Lorsque je me suis tenu aux côtés de mes concitoyens dans une manifestation pacifique contre cet écocide, j’ai retrouvé mon enracinement et compris pourquoi il est essentiel d’œuvrer à ce qui nous unit. Protéger nos paysages – forêts, rivières, zones humides, leurs communautés dépendantes et leurs droits d’exister – est notre responsabilité en tant qu’êtres humains vis-à-vis de notre place sur Terre. Honorer la coopération plutôt que la compétition, résister à l’empire cognitif occidental rationnel, mécaniste, extractif et utilitaire, et reconnaître le monde naturel comme des personnes, des esprits et des divinités avec une agence qui leur est propre, nous aide à transcender les excès de l’Anthropocène et offre des voies pour avenir.

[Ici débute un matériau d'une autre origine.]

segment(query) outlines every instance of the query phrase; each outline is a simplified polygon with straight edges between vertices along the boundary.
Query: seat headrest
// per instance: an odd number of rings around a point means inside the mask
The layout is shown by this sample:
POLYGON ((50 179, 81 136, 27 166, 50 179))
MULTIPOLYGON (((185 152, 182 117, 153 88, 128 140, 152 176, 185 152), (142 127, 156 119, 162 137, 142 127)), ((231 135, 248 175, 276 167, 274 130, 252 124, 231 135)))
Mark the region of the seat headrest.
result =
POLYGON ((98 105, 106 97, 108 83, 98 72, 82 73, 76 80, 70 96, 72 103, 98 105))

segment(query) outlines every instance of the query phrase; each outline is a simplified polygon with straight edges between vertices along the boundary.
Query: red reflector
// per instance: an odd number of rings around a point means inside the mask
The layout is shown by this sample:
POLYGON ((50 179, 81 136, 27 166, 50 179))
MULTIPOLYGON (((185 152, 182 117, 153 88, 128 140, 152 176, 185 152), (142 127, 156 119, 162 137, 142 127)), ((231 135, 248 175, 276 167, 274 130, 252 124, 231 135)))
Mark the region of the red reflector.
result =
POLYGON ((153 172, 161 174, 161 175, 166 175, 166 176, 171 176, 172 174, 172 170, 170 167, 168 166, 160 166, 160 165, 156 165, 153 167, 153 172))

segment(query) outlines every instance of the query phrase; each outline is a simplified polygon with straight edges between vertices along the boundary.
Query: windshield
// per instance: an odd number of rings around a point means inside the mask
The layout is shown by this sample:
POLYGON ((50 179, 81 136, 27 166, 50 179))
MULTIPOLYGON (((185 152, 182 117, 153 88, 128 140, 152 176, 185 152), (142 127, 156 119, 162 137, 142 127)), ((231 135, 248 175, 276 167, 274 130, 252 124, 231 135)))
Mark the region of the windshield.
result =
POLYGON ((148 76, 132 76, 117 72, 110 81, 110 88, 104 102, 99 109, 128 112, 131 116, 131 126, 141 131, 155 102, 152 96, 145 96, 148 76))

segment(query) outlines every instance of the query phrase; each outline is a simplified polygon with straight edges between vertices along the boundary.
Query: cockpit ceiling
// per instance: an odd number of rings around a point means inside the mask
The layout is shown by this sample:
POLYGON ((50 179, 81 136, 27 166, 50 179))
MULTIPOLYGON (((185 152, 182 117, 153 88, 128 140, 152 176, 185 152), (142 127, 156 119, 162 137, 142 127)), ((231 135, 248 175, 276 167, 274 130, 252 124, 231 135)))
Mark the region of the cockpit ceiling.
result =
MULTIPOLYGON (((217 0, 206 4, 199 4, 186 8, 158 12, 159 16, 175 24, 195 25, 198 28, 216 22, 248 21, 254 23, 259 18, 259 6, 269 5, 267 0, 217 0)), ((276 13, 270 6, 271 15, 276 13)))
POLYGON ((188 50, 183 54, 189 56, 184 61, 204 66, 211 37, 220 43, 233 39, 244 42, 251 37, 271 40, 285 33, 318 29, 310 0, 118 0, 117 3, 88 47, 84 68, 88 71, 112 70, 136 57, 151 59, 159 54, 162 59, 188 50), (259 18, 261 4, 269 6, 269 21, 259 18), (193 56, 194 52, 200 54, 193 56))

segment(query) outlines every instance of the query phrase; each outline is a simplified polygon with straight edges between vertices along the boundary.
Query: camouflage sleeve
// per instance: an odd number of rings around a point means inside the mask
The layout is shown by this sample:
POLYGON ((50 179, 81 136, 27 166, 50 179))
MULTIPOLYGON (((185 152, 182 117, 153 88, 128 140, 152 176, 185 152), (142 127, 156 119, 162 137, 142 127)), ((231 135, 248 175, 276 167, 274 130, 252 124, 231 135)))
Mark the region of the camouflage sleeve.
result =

Vivant dans une ville, entourée de plus de béton que de nature, j’essaie de me rappeler de m’arrêter et de regarder autour de moi; prêter attention à ces vestiges de forêts urbaines, de lacs et de rivières ; aux plantes de mon balcon; aux arbres qui changent de couleur; les étourneaux qui tournoient dans le ciel d’hiver ou les flamants roses qui pullulent dans les vasières après leur long voyage, et de savoir qui et quoi les soutient. Honorer le monde plus qu’humain qui nous entoure, regarder avec admiration, se souvenir de notre interdépendance, écouter les communautés qui luttent et protéger le monde vivant et aider leurs voix à se faire entendre dans les couloirs du pouvoir peuvent être nos petits débuts pour devenir les gardiens de la vie.